I have often thought that the one big chance we had to stem the tide of resegregation in our society occurred in 2009. Congress reacted to the economic meltdown of 2008 by allocating $100 billion to the U.S. Department of Education. $95 million was allotted to states to keep their public schools functioning. $5 billion was set aside (of the $100 billion) as discretionary funding for Secretary of Education Arne Duncan to use as he saw fit to advance reform.

Duncan decided to double down on the carrot-and-stick approach of No Child Left Behind. His Race to the Top program made standardized testing even more consequential than NCLB. If scores were low, he believed that teachers must be held responsible, blamed, named, and shamed. If scores were low, he wanted schools to close. He wanted teachers and principals fired. He wanted more charter schools. He wanted everyone evaluated by test scores. We now know that NCLB and Race to the Top failed. Many children, the same children, are still left behind. We did not reach “the Top.”

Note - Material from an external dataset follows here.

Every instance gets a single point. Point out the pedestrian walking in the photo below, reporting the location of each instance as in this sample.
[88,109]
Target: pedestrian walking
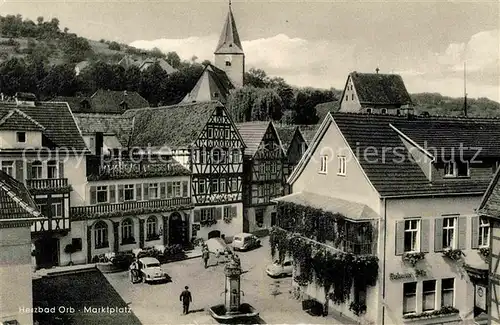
[186,300]
[205,255]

What if Duncan had used that $5 billion to offer a competition for states that came up with actionable plans for desegregation. New district lines, new zoning patterns, whatever would achieve the result of more actual integration. That $5 billion might have reversed the tide of resegregation. It might have changed the face of our society. But it didn’t happen.

This is a dream deferred. But it should not die, not even in the age of Trumpism.